Technical information
- Licensing authority: FCC
- Facility ID: 63328
- Class: A
- ERP: 1,250 watts
- HAAT: 40 meters (130 ft)
- Transmitter coordinates: 38°57′12.00″N 92°19′5.00″W﻿ / ﻿38.9533333°N 92.3180556°W

Links
- Public license information: Public file; LMS;
- Webcast: Listen live
- Website: kmuc.org

= KMUC =

KMUC (90.5 FM) is a radio station broadcasting a classical music format. Licensed to Columbia, Missouri, United States, the station is owned by the University of Missouri, alongside NPR affiliate KBIA and NBC affiliate KOMU-TV.
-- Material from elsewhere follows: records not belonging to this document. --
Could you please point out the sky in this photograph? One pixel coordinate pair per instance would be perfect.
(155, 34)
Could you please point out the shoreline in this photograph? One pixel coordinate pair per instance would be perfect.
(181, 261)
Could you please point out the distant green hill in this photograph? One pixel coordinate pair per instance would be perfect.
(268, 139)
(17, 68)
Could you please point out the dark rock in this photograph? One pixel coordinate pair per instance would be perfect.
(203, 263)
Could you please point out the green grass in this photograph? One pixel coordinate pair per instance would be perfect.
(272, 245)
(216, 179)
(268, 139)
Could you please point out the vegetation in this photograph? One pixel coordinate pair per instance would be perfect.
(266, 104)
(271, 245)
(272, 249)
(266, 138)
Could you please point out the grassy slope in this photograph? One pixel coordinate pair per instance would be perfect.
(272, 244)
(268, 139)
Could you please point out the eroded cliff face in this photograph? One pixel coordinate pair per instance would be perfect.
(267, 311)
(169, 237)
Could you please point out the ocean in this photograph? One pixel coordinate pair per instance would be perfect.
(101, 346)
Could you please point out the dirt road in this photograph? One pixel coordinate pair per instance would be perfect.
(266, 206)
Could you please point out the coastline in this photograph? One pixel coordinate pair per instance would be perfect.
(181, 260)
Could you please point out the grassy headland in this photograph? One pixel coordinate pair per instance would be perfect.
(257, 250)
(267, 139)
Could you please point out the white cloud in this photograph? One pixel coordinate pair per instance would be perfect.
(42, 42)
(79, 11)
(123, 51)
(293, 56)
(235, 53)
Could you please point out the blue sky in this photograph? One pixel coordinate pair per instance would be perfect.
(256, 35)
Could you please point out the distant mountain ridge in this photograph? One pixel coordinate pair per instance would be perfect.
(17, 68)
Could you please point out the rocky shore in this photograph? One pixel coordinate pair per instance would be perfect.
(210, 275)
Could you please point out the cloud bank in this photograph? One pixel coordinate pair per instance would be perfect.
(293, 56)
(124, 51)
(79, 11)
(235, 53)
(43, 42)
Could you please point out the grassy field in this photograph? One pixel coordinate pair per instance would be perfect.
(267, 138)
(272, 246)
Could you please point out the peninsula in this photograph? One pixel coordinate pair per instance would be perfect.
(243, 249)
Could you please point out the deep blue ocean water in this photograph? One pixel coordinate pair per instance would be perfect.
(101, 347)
The program Mizzou Music runs weekly featuring interviews and performances by faculty and students of the University of Missouri School of Music.

== History ==
In November 2014, owner Stephens College announced it would sell the then-KWWC-FM to the University of Missouri, which already owned NPR member station KBIA (91.3). Once the sale was completed, the classical music format heard on KBIA during the daytime was moved to 90.5, while the 91.3 signal would have a news/talk/information format similar to sister stations KWMU in St. Louis and KCUR-FM in Kansas City. The call letters were also to be changed to KMUC.

The station changed its call sign to KMUC on October 29, 2015, and changed its format to classical music on October 31, 2015.